Fig. 2. Schematic drawing of adult SGZ in rodent

Dentate gyrus of adult hippocampus continuously produces new neurons throughout life. Type-B cells are the primary progenitors that give rise to intermediate progenitors named Type-D cells, which give rise to granulate neurons.

Figure 3. Microglia cells in the rodent SVZ

Iba-1 immunocytochemistry to detect microglia cells by light microscopy (A-B). In their “resting” stage microglia displays multiple thin branches, which confer a ‘bushy’ morphology to these cells. By electron microscopy (C), microglia (Mi) shows a typical dark nucleus and electrodense corpus in their cytoplasm (arrow). Frequently, microglial cytoplasmic expansions (arrow heads) are in close contact with Type-B cells. B: Type-B cell; E: Ependymal cell; V: Ventricle.

Figure 4. Effects of immune cells on aNSC

Cell effectors such as microglia, lymphocytes and leucocytes can induce a wide variety of effects on aNSC upon brain injury.

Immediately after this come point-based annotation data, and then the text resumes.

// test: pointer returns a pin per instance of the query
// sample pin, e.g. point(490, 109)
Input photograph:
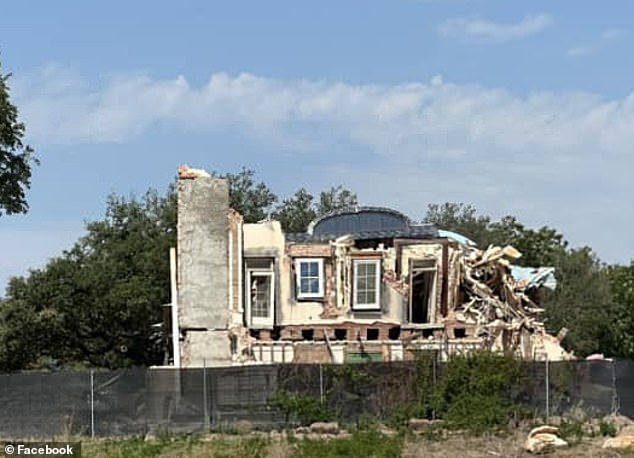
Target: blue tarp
point(535, 276)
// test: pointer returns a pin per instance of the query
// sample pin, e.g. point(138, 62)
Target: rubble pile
point(497, 295)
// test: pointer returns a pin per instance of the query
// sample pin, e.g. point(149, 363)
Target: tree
point(97, 303)
point(252, 200)
point(15, 157)
point(296, 213)
point(334, 199)
point(460, 218)
point(621, 336)
point(582, 301)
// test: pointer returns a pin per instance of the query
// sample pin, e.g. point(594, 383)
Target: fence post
point(615, 394)
point(547, 390)
point(205, 406)
point(92, 403)
point(321, 384)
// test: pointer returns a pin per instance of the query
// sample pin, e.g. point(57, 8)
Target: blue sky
point(522, 108)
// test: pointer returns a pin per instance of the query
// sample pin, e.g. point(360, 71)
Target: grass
point(366, 444)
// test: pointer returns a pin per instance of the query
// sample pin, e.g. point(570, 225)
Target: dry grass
point(503, 447)
point(263, 446)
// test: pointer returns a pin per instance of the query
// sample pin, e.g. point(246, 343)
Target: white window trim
point(376, 305)
point(261, 321)
point(320, 293)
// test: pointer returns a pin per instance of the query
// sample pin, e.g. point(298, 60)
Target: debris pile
point(544, 439)
point(498, 296)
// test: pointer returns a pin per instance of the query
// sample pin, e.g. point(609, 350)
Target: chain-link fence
point(141, 400)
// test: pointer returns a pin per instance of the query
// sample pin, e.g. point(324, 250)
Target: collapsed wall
point(204, 314)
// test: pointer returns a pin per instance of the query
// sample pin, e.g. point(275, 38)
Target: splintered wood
point(495, 302)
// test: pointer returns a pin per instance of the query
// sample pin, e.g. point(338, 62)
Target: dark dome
point(364, 219)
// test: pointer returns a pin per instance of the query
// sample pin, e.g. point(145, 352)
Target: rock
point(544, 439)
point(243, 426)
point(619, 442)
point(555, 420)
point(544, 429)
point(325, 428)
point(620, 421)
point(419, 425)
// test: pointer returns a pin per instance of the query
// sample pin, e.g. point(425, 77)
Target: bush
point(303, 408)
point(477, 390)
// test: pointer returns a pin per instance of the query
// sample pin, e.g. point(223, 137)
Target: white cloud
point(612, 34)
point(560, 159)
point(580, 51)
point(483, 31)
point(597, 43)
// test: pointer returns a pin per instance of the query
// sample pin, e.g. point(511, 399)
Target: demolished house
point(364, 284)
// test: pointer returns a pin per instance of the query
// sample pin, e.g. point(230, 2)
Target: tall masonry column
point(204, 312)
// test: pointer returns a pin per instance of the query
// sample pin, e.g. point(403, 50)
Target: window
point(367, 284)
point(260, 293)
point(310, 278)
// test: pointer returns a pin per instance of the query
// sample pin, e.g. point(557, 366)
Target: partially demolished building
point(359, 285)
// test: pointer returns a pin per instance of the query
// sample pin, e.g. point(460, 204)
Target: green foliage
point(335, 199)
point(476, 391)
point(621, 338)
point(583, 301)
point(303, 408)
point(362, 443)
point(220, 447)
point(16, 158)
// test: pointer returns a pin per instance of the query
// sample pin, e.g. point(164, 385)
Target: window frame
point(376, 305)
point(259, 321)
point(298, 279)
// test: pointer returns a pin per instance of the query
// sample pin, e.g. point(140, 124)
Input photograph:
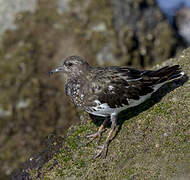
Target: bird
point(106, 91)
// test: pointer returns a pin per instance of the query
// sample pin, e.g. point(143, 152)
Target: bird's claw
point(94, 136)
point(102, 150)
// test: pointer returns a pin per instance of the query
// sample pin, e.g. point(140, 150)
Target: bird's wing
point(117, 85)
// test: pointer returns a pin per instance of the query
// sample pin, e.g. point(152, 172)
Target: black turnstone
point(106, 91)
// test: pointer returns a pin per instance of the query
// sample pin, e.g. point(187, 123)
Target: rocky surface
point(152, 142)
point(32, 105)
point(9, 10)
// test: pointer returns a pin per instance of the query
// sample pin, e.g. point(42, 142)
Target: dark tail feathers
point(167, 73)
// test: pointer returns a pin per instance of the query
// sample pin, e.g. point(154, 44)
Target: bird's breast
point(73, 90)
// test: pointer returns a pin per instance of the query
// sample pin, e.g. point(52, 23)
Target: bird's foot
point(93, 136)
point(102, 150)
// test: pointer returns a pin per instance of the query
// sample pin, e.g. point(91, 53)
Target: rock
point(153, 142)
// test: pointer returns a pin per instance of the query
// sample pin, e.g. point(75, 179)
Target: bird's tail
point(165, 74)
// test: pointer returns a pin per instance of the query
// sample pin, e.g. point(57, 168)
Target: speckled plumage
point(106, 91)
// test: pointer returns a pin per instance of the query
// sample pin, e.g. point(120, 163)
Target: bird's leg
point(104, 147)
point(98, 133)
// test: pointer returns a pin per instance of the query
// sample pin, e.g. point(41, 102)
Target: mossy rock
point(152, 143)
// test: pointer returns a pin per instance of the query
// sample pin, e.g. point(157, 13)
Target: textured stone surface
point(8, 10)
point(152, 143)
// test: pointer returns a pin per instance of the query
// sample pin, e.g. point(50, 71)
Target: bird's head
point(73, 66)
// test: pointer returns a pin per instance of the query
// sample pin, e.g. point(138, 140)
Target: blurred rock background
point(36, 35)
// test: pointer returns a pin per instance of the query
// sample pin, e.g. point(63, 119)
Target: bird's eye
point(70, 64)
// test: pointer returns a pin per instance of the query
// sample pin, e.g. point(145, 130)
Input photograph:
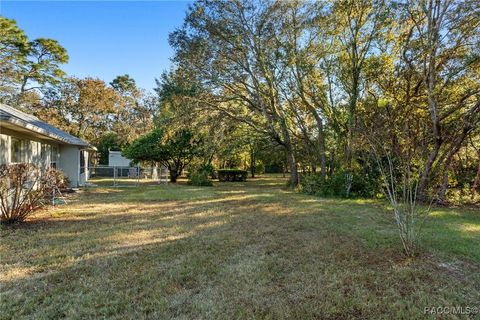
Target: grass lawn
point(235, 250)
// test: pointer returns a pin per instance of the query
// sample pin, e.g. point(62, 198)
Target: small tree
point(24, 188)
point(174, 151)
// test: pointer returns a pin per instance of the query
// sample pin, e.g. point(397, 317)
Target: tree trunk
point(448, 162)
point(476, 181)
point(422, 184)
point(252, 163)
point(321, 144)
point(292, 163)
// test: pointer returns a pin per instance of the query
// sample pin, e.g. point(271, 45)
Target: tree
point(110, 141)
point(27, 65)
point(174, 150)
point(42, 66)
point(13, 48)
point(82, 107)
point(231, 49)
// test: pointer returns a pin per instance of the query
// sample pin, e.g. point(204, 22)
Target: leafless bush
point(400, 187)
point(25, 188)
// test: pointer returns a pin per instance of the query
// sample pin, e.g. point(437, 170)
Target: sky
point(105, 38)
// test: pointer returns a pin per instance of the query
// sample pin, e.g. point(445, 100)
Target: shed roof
point(31, 123)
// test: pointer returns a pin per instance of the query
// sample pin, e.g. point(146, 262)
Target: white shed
point(115, 159)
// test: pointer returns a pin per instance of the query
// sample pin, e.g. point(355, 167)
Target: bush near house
point(25, 188)
point(232, 175)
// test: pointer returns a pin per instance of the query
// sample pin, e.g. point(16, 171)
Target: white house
point(26, 139)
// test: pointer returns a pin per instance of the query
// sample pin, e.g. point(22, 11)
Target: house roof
point(31, 123)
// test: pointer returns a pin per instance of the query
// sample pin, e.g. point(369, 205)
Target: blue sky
point(105, 38)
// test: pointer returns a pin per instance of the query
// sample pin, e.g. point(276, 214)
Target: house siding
point(34, 150)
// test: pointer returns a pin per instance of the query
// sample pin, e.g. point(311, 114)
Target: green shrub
point(199, 178)
point(362, 185)
point(232, 175)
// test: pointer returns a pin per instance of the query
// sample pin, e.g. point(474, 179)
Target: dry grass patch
point(246, 250)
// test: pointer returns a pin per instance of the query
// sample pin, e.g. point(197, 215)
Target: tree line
point(333, 91)
point(338, 85)
point(108, 115)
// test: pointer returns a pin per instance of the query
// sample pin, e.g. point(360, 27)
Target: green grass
point(235, 250)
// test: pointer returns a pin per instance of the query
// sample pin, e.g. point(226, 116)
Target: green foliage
point(232, 175)
point(199, 178)
point(124, 83)
point(175, 151)
point(109, 141)
point(335, 185)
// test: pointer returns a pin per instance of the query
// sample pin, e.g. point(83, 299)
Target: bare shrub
point(25, 188)
point(401, 189)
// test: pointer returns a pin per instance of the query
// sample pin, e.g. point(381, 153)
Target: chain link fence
point(119, 176)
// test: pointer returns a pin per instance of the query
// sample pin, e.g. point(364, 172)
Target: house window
point(17, 150)
point(82, 161)
point(53, 157)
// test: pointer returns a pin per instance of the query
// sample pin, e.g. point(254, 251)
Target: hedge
point(232, 175)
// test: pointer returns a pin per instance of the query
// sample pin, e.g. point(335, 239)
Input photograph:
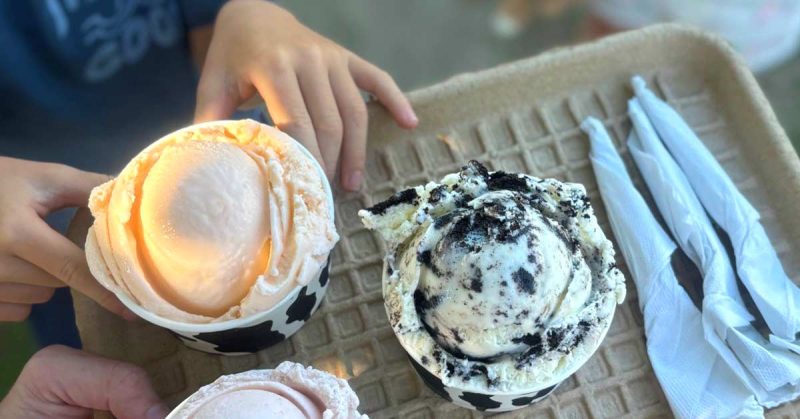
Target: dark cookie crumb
point(524, 281)
point(501, 180)
point(407, 196)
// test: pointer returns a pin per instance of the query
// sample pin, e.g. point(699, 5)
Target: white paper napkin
point(758, 266)
point(696, 380)
point(771, 372)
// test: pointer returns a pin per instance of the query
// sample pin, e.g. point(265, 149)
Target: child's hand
point(35, 259)
point(309, 83)
point(61, 382)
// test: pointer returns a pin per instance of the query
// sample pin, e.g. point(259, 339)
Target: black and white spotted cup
point(252, 333)
point(258, 331)
point(488, 402)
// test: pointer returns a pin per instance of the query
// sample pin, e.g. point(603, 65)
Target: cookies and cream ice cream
point(496, 281)
point(213, 222)
point(290, 391)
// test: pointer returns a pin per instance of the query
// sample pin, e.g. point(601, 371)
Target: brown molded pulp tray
point(523, 117)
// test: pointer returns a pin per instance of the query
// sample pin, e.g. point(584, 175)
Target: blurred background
point(422, 42)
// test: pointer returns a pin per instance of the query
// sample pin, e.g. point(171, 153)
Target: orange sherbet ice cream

Figure 5. Immunological mediators have multiple effects on aNSC

There are some crucial steps in the neurogenic processs: Proliferation, survival, migration, differentiation. Immune effectors that affect proliferation mainly target the SVZ (1). Effectors that modulate survival and migration aim both SVZ and RMS (2), whereas immunological effects on differentiation are reflected in the olfactory bulb (3).